Given current beaten-down expectations, our normal approach to Tuesday’s address would be to wander around muttering “well as long as it’s better than William Henry Harrison’s...” But Barack Obama is a celebrated speaker, and our hopes are unusually high. So where are you going to be when it all happens? The options are many, including:
1. Go to Washington with the rest of the world.
For the nonelite, seeing the inauguration in Washington involves standing on the Mall, shivering and staring at a JumboTron in the company of many, many, many brand-new new acquaintances. Not everyone thinks this is the perfect way to experience history. Obama himself has been delicately hinting that we all might want to consider staying home, mentioning “long lines, a tough time getting around and most of all a lot of walking on what could be a very cold winter day.”
Still, if you go, then you can always say you did. “Actually having been there does give you some street cred, so to speak,” said Jeremy Brooke Straughn, a sociologist at Purdue University, who has done research on generational memory. His own experiences go back to Jimmy Carter, whose inauguration he attended when he was 10. “All I can remember is it was extremely far away and I was very cold,” he said. This is not the kind of story that is going to leave them spellbound at your next dinner party.
But I totally sympathize. The first inauguration I went to was Bill Clinton’s in 1993 and the only thing I can remember is watching Barney the purple dinosaur vamp down Pennsylvania Avenue during the parade.
2. Join other Obama supporters for an inauguration party.
To find the nearest one, you can check my.barackobama.com. Or just close your eyes, click your heels and say “President Barack Obama” four times. This will trigger chips implanted in the heads of former campaign volunteers and someone will call you soon with an invitation to a Change Is Coming house meeting and a special offer on an Inaugural Seal fleece jacket.
3. “Total Recall.”
Watch the inauguration on television and hope that as time passes, you’ll come to believe that you were actually there.
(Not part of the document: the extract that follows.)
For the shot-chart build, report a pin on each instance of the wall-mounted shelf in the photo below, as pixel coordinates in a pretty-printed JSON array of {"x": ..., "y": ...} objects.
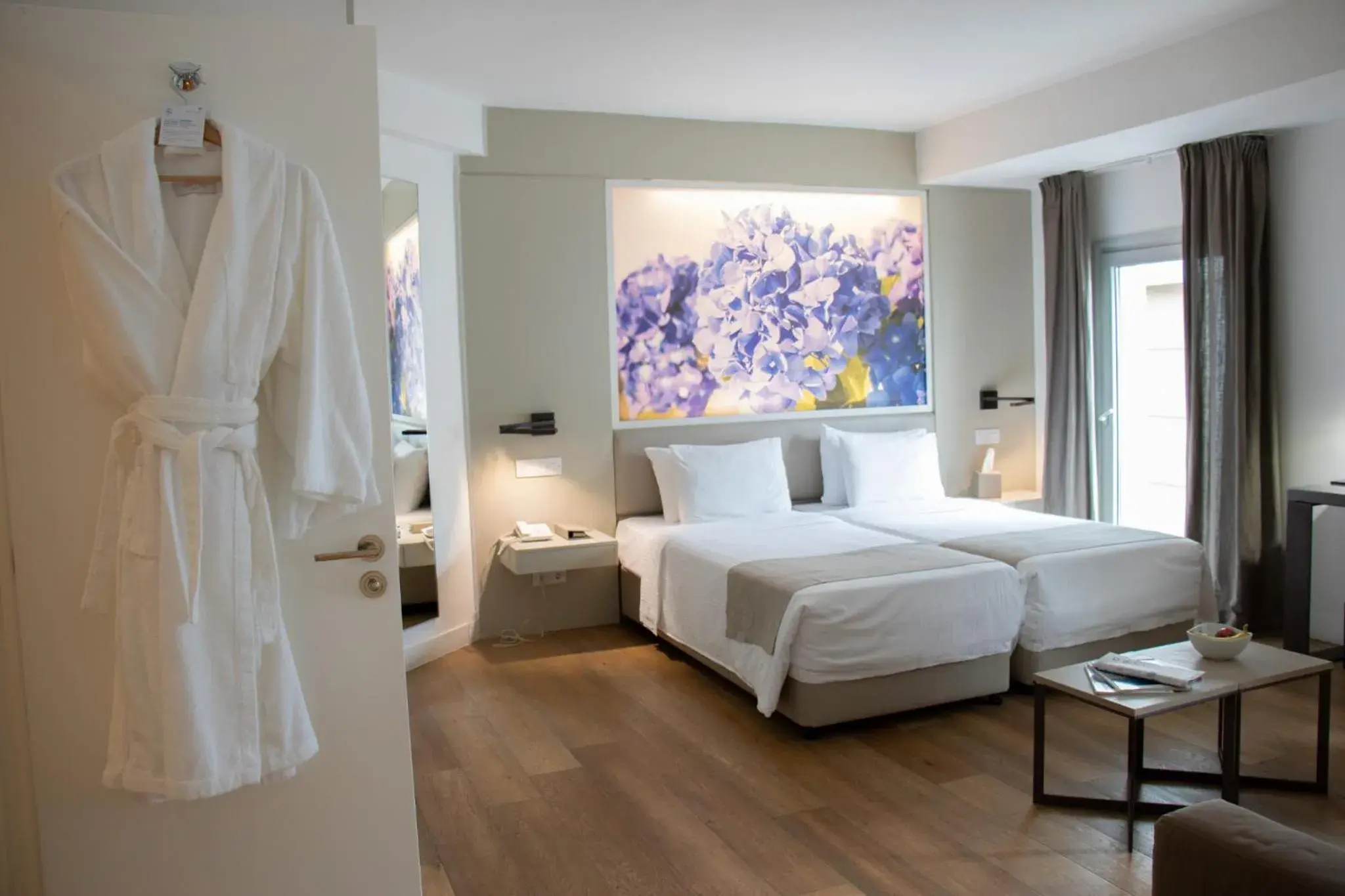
[{"x": 557, "y": 554}]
Memory experts say that this sort of thing happens all the time, and the number of Americans who think they were at Woodstock, or watched the Red Sox win the World Series or marched on Washington with Martin Luther King Jr. is far, far greater than the number of actual attendees.
“I almost feel like I was there for the ‘I Have a Dream’ speech, given how many times I’ve seen it on TV,” said John Mueller of Ohio State University. “And the number of people who saw that plane floating in the Hudson is probably already a lot higher than is possible.”
Virtual attendance: a great way to experience history without leaving the comfort of your own home. (By the way, I work in an office near the Hudson River and am already beginning to remember watching the rescue even though our view was completely blocked by several big buildings. And there may have been a moment after the inauguration in 1993 when Barney and I went clubbing.)
All this is good news for people who did not vote for Obama but now yearn to have a part in the inaugural events. If you go to Washington, you will be welcomed by happy Obamites wearing name tags and fleece jackets. Even if you don’t, you may gradually begin to remember that when you went to the polls, you pulled the Democratic lever. And if the new president does well and manages to resurrect the economy, by 2011 you will clearly recall doing door-to-door canvassing last September in a Yes We Can T-shirt.